The youngsters were adopted at the James Crabtree Correctional Center auction in Helena, Okla. In addition to auctions, the center offers trained wild horses as well as training service. For more information about the facility, call (800) 237-3642.
To adopt a mustang from any Bureau of Land Management facility, the adopter and their facility must meet specific criteria.
According to the BLM, the adopter must be at least 18 years old and have no prior conviction for inhumane treatment of animals or for violation of the Wild Free-Roaming Horses and Burros Act. The adopter must also have adequate feed, water and facilities to provide humane care for the number of animals requested, and provide a home for the adopted animal in the United States until the BLM issues a certificate of title, following an inspection of the mustang and facilities one year from the date of adoption.
The facilities, whether on one's own property or at a boarding facility, must meet BLM standards as well. Adopters should provide a minimum of 400 square feet for each animal. A shelter must have at least two sides with a roof and adequate ventilation and be easily accessible to the animal.
Corral fencing must be at least 5-feet high for ungentled, unbroken, horses younger than 18 months and 6-feet high for ungentled horses older than 18 months. Acceptable fencing materials include poles, pipes or planks which are a minimum of 1.5 inches thick. Barbed wire, large-mesh-woven, stranded and electric materials are unacceptable for fencing.
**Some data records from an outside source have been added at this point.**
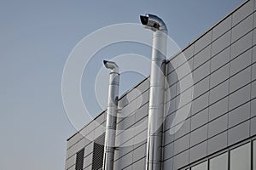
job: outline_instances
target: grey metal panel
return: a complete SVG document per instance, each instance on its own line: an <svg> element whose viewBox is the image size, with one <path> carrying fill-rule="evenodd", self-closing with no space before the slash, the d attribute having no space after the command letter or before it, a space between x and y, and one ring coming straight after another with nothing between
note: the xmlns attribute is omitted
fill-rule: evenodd
<svg viewBox="0 0 256 170"><path fill-rule="evenodd" d="M174 152L173 152L173 144L174 143L172 142L171 144L168 144L167 145L166 145L164 147L164 159L163 160L166 160L169 159L171 157L172 157L174 156Z"/></svg>
<svg viewBox="0 0 256 170"><path fill-rule="evenodd" d="M252 65L252 81L256 79L256 63Z"/></svg>
<svg viewBox="0 0 256 170"><path fill-rule="evenodd" d="M250 118L250 102L229 113L229 128Z"/></svg>
<svg viewBox="0 0 256 170"><path fill-rule="evenodd" d="M96 117L96 119L95 119L95 121L96 121L96 126L98 126L98 125L103 123L104 121L106 121L105 116L106 116L106 112L101 114L99 116Z"/></svg>
<svg viewBox="0 0 256 170"><path fill-rule="evenodd" d="M251 101L251 117L256 116L256 99Z"/></svg>
<svg viewBox="0 0 256 170"><path fill-rule="evenodd" d="M256 134L256 117L251 119L251 136Z"/></svg>
<svg viewBox="0 0 256 170"><path fill-rule="evenodd" d="M129 100L130 101L130 100ZM121 110L121 116L123 117L126 117L129 115L131 115L133 111L135 111L137 108L137 100L132 100L129 103L129 105L127 105L126 106L125 106L124 108L122 108Z"/></svg>
<svg viewBox="0 0 256 170"><path fill-rule="evenodd" d="M90 142L87 146L85 146L84 153L89 155L93 151L93 142Z"/></svg>
<svg viewBox="0 0 256 170"><path fill-rule="evenodd" d="M189 133L190 131L190 118L187 119L186 121L181 122L182 127L174 133L175 139L179 139L180 137L183 136L184 134ZM179 125L177 125L179 127Z"/></svg>
<svg viewBox="0 0 256 170"><path fill-rule="evenodd" d="M194 86L194 98L197 98L209 90L210 76L204 78Z"/></svg>
<svg viewBox="0 0 256 170"><path fill-rule="evenodd" d="M211 74L211 83L210 88L213 88L219 84L223 81L229 78L230 75L230 64L226 64L224 66L218 69L215 72Z"/></svg>
<svg viewBox="0 0 256 170"><path fill-rule="evenodd" d="M137 160L134 160L137 161ZM141 159L138 162L136 162L135 163L133 163L132 165L132 169L133 170L139 170L139 169L145 169L145 162L146 162L146 159Z"/></svg>
<svg viewBox="0 0 256 170"><path fill-rule="evenodd" d="M210 155L225 148L228 144L227 131L208 139L207 154Z"/></svg>
<svg viewBox="0 0 256 170"><path fill-rule="evenodd" d="M232 93L251 82L251 67L232 76L230 80L230 93Z"/></svg>
<svg viewBox="0 0 256 170"><path fill-rule="evenodd" d="M216 102L209 107L209 121L228 112L229 110L229 98L225 97L223 99Z"/></svg>
<svg viewBox="0 0 256 170"><path fill-rule="evenodd" d="M194 55L194 43L191 44L189 47L188 47L183 52L184 56L186 57L187 60L189 60L191 57ZM193 65L189 65L190 67L192 66L191 69L193 69Z"/></svg>
<svg viewBox="0 0 256 170"><path fill-rule="evenodd" d="M132 151L133 160L139 160L146 156L146 144L143 144Z"/></svg>
<svg viewBox="0 0 256 170"><path fill-rule="evenodd" d="M75 143L79 141L83 138L83 135L81 133L76 133L74 136L73 136L68 141L67 141L67 148L70 148L72 145L73 145Z"/></svg>
<svg viewBox="0 0 256 170"><path fill-rule="evenodd" d="M194 115L196 112L201 110L202 109L207 107L208 104L209 104L209 93L206 93L192 102L191 114Z"/></svg>
<svg viewBox="0 0 256 170"><path fill-rule="evenodd" d="M195 42L195 54L197 54L200 50L207 47L211 43L212 39L212 30L206 33L203 37L198 39Z"/></svg>
<svg viewBox="0 0 256 170"><path fill-rule="evenodd" d="M252 62L252 50L249 49L246 53L236 58L230 62L230 76L241 71Z"/></svg>
<svg viewBox="0 0 256 170"><path fill-rule="evenodd" d="M194 57L194 67L197 68L208 60L211 56L211 46L207 47Z"/></svg>
<svg viewBox="0 0 256 170"><path fill-rule="evenodd" d="M211 72L216 71L230 61L230 47L225 48L211 59Z"/></svg>
<svg viewBox="0 0 256 170"><path fill-rule="evenodd" d="M183 152L183 150L189 148L189 137L190 134L187 134L177 140L174 141L174 150L173 154L177 155L180 152Z"/></svg>
<svg viewBox="0 0 256 170"><path fill-rule="evenodd" d="M210 105L229 94L229 80L222 82L210 90Z"/></svg>
<svg viewBox="0 0 256 170"><path fill-rule="evenodd" d="M207 154L207 141L205 141L200 144L197 144L190 148L189 151L189 162L197 161Z"/></svg>
<svg viewBox="0 0 256 170"><path fill-rule="evenodd" d="M192 88L193 87L189 88L189 89L183 92L183 94L179 94L178 96L176 97L176 107L177 109L181 109L182 106L192 101L193 99L192 90L191 90Z"/></svg>
<svg viewBox="0 0 256 170"><path fill-rule="evenodd" d="M205 125L193 132L190 134L190 146L194 146L198 143L207 139L208 125Z"/></svg>
<svg viewBox="0 0 256 170"><path fill-rule="evenodd" d="M211 138L223 131L225 131L228 128L228 115L225 114L209 123L208 128L208 138Z"/></svg>
<svg viewBox="0 0 256 170"><path fill-rule="evenodd" d="M148 102L149 99L149 90L147 90L143 92L141 95L138 96L138 98L136 99L137 104L136 104L136 108L139 109L143 105L144 105L147 102Z"/></svg>
<svg viewBox="0 0 256 170"><path fill-rule="evenodd" d="M222 34L231 28L231 16L229 16L212 29L212 40L215 40Z"/></svg>
<svg viewBox="0 0 256 170"><path fill-rule="evenodd" d="M250 121L247 121L241 124L228 130L228 144L232 144L249 137Z"/></svg>
<svg viewBox="0 0 256 170"><path fill-rule="evenodd" d="M132 152L129 152L127 155L121 158L120 167L124 168L132 164Z"/></svg>
<svg viewBox="0 0 256 170"><path fill-rule="evenodd" d="M105 133L105 126L98 126L94 130L94 138L97 139L99 136L101 136L102 133Z"/></svg>
<svg viewBox="0 0 256 170"><path fill-rule="evenodd" d="M253 30L253 14L246 18L241 23L232 28L231 42L236 41L241 37Z"/></svg>
<svg viewBox="0 0 256 170"><path fill-rule="evenodd" d="M190 61L190 60L189 60ZM187 64L191 65L190 62L188 62ZM188 75L189 73L191 72L191 67L190 65L188 66L187 64L182 65L181 66L179 66L178 68L176 69L176 72L177 74L179 76L179 79L182 79L183 77L184 77L186 75Z"/></svg>
<svg viewBox="0 0 256 170"><path fill-rule="evenodd" d="M193 84L191 82L191 76L192 75L188 75L183 79L180 80L180 82L177 84L177 95L179 94L183 93L185 90L189 89ZM182 84L182 88L180 89L180 85Z"/></svg>
<svg viewBox="0 0 256 170"><path fill-rule="evenodd" d="M230 31L213 42L212 46L212 56L216 55L218 53L230 45L230 37L231 31Z"/></svg>
<svg viewBox="0 0 256 170"><path fill-rule="evenodd" d="M147 123L147 125L148 125L148 123ZM139 130L140 131L139 128L136 128L135 131L136 130ZM136 133L135 133L135 136L134 136L134 139L133 139L134 144L146 142L146 140L147 140L147 135L148 135L147 132L148 132L148 130L146 129L146 130L143 130L143 132L141 132L138 134L136 134Z"/></svg>
<svg viewBox="0 0 256 170"><path fill-rule="evenodd" d="M91 164L92 162L92 153L85 156L86 157L84 157L84 167L88 167L89 165Z"/></svg>
<svg viewBox="0 0 256 170"><path fill-rule="evenodd" d="M198 128L208 122L208 108L191 117L191 130Z"/></svg>
<svg viewBox="0 0 256 170"><path fill-rule="evenodd" d="M210 60L195 70L193 72L194 83L206 77L210 74Z"/></svg>
<svg viewBox="0 0 256 170"><path fill-rule="evenodd" d="M136 90L137 90L138 94L141 94L144 93L146 90L149 89L149 79L147 78L144 80L141 84L139 84L137 87L136 87Z"/></svg>
<svg viewBox="0 0 256 170"><path fill-rule="evenodd" d="M230 110L250 99L250 84L230 95Z"/></svg>
<svg viewBox="0 0 256 170"><path fill-rule="evenodd" d="M173 170L173 159L166 160L163 162L163 170Z"/></svg>
<svg viewBox="0 0 256 170"><path fill-rule="evenodd" d="M148 115L148 104L146 104L142 107L140 107L135 112L135 120L140 121L142 118L145 117Z"/></svg>
<svg viewBox="0 0 256 170"><path fill-rule="evenodd" d="M251 84L252 84L251 99L253 99L256 98L256 81L254 81Z"/></svg>
<svg viewBox="0 0 256 170"><path fill-rule="evenodd" d="M173 170L189 164L189 150L187 150L173 157Z"/></svg>
<svg viewBox="0 0 256 170"><path fill-rule="evenodd" d="M253 37L253 31L250 31L246 36L242 37L237 42L231 45L231 53L230 57L231 59L236 58L244 51L247 50L249 48L252 47L252 37Z"/></svg>
<svg viewBox="0 0 256 170"><path fill-rule="evenodd" d="M242 20L247 15L253 12L253 0L248 1L246 4L241 7L237 11L236 11L232 15L232 26L236 25L238 22Z"/></svg>

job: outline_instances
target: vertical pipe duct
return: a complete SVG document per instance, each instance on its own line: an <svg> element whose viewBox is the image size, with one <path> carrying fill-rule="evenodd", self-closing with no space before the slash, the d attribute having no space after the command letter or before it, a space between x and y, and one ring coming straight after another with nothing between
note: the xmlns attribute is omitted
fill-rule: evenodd
<svg viewBox="0 0 256 170"><path fill-rule="evenodd" d="M165 69L167 28L159 17L140 16L145 28L153 31L152 62L149 89L147 170L161 169L162 125L165 99Z"/></svg>
<svg viewBox="0 0 256 170"><path fill-rule="evenodd" d="M111 69L111 72L109 74L103 170L113 170L119 73L119 66L114 62L103 60L103 64L107 69Z"/></svg>

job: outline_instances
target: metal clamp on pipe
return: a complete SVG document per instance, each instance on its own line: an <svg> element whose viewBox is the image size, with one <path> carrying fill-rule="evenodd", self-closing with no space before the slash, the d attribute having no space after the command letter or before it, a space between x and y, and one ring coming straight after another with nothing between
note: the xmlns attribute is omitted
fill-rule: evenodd
<svg viewBox="0 0 256 170"><path fill-rule="evenodd" d="M116 150L115 130L119 99L119 66L114 62L103 60L103 64L107 69L111 69L111 72L109 74L103 169L113 170L114 150Z"/></svg>

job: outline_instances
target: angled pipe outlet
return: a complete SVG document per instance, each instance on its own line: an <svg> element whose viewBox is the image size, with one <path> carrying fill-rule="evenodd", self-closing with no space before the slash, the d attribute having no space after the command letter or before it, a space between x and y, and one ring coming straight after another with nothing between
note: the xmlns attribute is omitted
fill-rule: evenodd
<svg viewBox="0 0 256 170"><path fill-rule="evenodd" d="M117 106L119 87L119 66L114 62L103 60L103 64L107 69L111 69L111 72L109 74L108 99L103 156L103 170L113 170L115 145Z"/></svg>
<svg viewBox="0 0 256 170"><path fill-rule="evenodd" d="M161 169L162 128L167 27L153 14L140 16L145 28L153 31L146 170Z"/></svg>

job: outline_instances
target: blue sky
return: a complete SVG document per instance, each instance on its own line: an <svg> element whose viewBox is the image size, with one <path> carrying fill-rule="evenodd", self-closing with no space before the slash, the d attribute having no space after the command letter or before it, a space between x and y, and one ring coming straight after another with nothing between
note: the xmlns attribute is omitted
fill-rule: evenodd
<svg viewBox="0 0 256 170"><path fill-rule="evenodd" d="M151 13L165 20L169 36L183 48L242 2L2 0L0 169L64 169L66 139L76 129L62 104L62 71L72 49L86 35L113 24L139 23L140 14ZM125 53L148 56L150 48L120 43L98 55ZM93 68L101 62L96 60L86 74L94 77ZM143 78L134 73L122 77L121 93ZM102 109L87 97L94 95L90 81L82 81L83 98L97 115ZM105 94L102 98L107 99Z"/></svg>

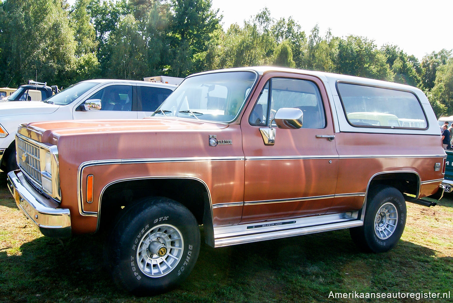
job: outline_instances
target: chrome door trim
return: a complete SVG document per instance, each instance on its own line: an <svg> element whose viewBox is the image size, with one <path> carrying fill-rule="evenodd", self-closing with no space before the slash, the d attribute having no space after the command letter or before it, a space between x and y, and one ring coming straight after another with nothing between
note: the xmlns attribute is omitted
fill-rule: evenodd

Once a potential adopter has ensured he or she has an appropriate facility for a mustang, an adoption application, Form 4710-10, needs to be submitted. An application is available during adoption events or, to gain pre-approval, may be obtained by calling the BLM Moore Field Station, Moore, Okla., from 8 a.m. to 4 p.m. Mondays to Fridays at (800) 237-3642.
The decision to adopt a mustang is a major commitment, but one with many rewards the Stein family said. All the time and effort given to a wild mustang is returned by the animal many times over. Invite a mustang into your family, and own a living legacy of our American heritage.